PI3K and AKT inhibition
To study the effects of PI3K inhibition on Met/Leu-stimulated β-casein synthesis, treatments were arranged in a 2 × 3 factorial design with blank (untreated control) or PI3K inhibition (LY294002, 43 µM), and either no Met and Leu added (B, basal medium), Met added (M, 0.6 mM) or Leu added (L, 0.6 mM), simultaneously. Following serum starvation in Opti-MEM containing neither antibiotics nor serum for 24 h, cells were treated in Opti-MEM for 24 h (37° C) and then harvested for Western blot analysis. To evaluate the effect of inhibition of AKT activity under condition of MRCKα overexpression, a 2 × 2 factorial experiment was conducted with simultaneously transfecting of empty vector (EV) or MRCKα overexpression (OE), and with blank (untreated control) or AKT inhibition (MK2206, 1 µM). Transfection and MK2206 treatment (1 µM) occurred simultaneously in antibiotics- and serum-free Opti-MEM media for 24 h (37° C) after which cells were harvested for Western blot analysis (see below).
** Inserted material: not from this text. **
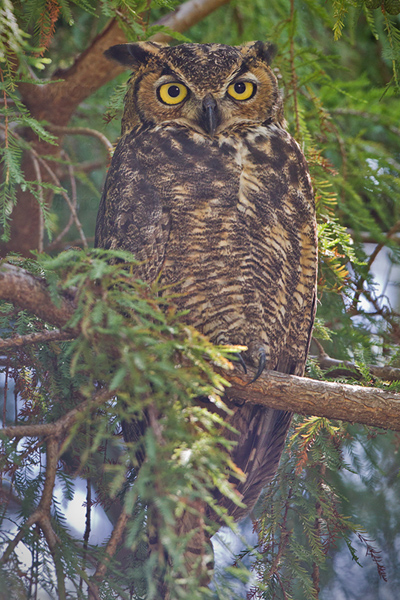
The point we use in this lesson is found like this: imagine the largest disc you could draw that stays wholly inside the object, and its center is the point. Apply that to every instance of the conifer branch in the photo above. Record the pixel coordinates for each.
(367, 405)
Quantitative real-time PCR (RT-PCR)
Total RNA was extracted from BMEC with a RNeasy Mini Kit (Qiagen, Dusseldorf, Germany). RNA concentrations were measured with a NanoDrop 1000 spectrophotometer (Thermo Fisher Scientific), ensuring that each value of OD260nm/280nm was between 1.8 and 2.0. Then, total RNA (500 ng) was reverse transcribed into cDNA using a PrimeScript RT Reagent Kit (TaKaRa, Dalian, China). Quantitative PCR was performed with the SYBR® Premix™ EX Taq II (TaKaRa) on an Applied Biosystems 7500 Real-Time PCR system (Thermo Fisher Scientific). The primer pairs used for qPCR are presented in Table 1. The running program was one cycle of 30 s at 95° C followed by 40 cycles of amplification at 95° C for 5 s, 60° C for 34 s and 72° C for 1 min, with reaction specificity confirmed by subsequent melting curve analysis. Data analysis was performed with the 2−ΔΔCT method [22], where ribosomal protein S9 (RPS9) was used as the internal reference, because geNorm algorithm [23] identified this gene as one of the most stable genes [9].
Western blot analysis
Cells were lysed in Western and IP Cell Lysate solution containing Halt protease and phosphatase inhibitor cocktail (all from Beyotime) for 10 min on ice and then heated at 95° C for 10 min. Protein concentrations were determined with a BCA protein assay kit (Beyotime). The lysate was subsequently electrophoresed (25 µg total protein per lane) on ExpressPlus precast PAGE gels (4-20%; GenScript, Piscataway, NJ, USA), and then blotted to nitrocellulose membranes (0.45 µm; PALL, Port Washington, NY, USA). The membranes were probed with primary antibodies overnight and then with goat anti-mouse or goat anti-rabbit HRP-conjugated secondary antibodies for 1 h and eventually visualized with ECL Western Blot Detection Reagents (Thermo Fisher Scientific) using the Bio-Rad Gel Doc™ XR system. The relative intensities of the positive immunobands were calculated with ImageJ Gel Analysis software tool (version 1.52a; https://imagej.nih.gov/ij/). β-actin was used as internal reference protein.
Statistical analyses
Data are reported as means ± SEM of three independent experiments. Comparison of protein and mRNA levels under various Met or Leu concentration treatments with their unstimulated condition was attained by analysis of variance (ANOVA) followed by a Dunnett post-hoc test. For the other treatments, comparison was attained by analysis of ANOVA followed by a Tukey’s post-hoc test. Factors in the linear model included AA addition (AA), silencing of MRCKα (SI), and their interaction (AA × SI); AA, inhibition of PI3K (LY), and their interaction (AA × LY); or MRCKα overexpression (OE), inhibition of AKT (MK), and their interaction (OE × MK). Analyses were performed with SPSS Statistics software (version 17; IBM, NY, USA). Differences were considered statistically significant at P ≤ 0.05 and as tendencies for 0.05 < P < 0.10.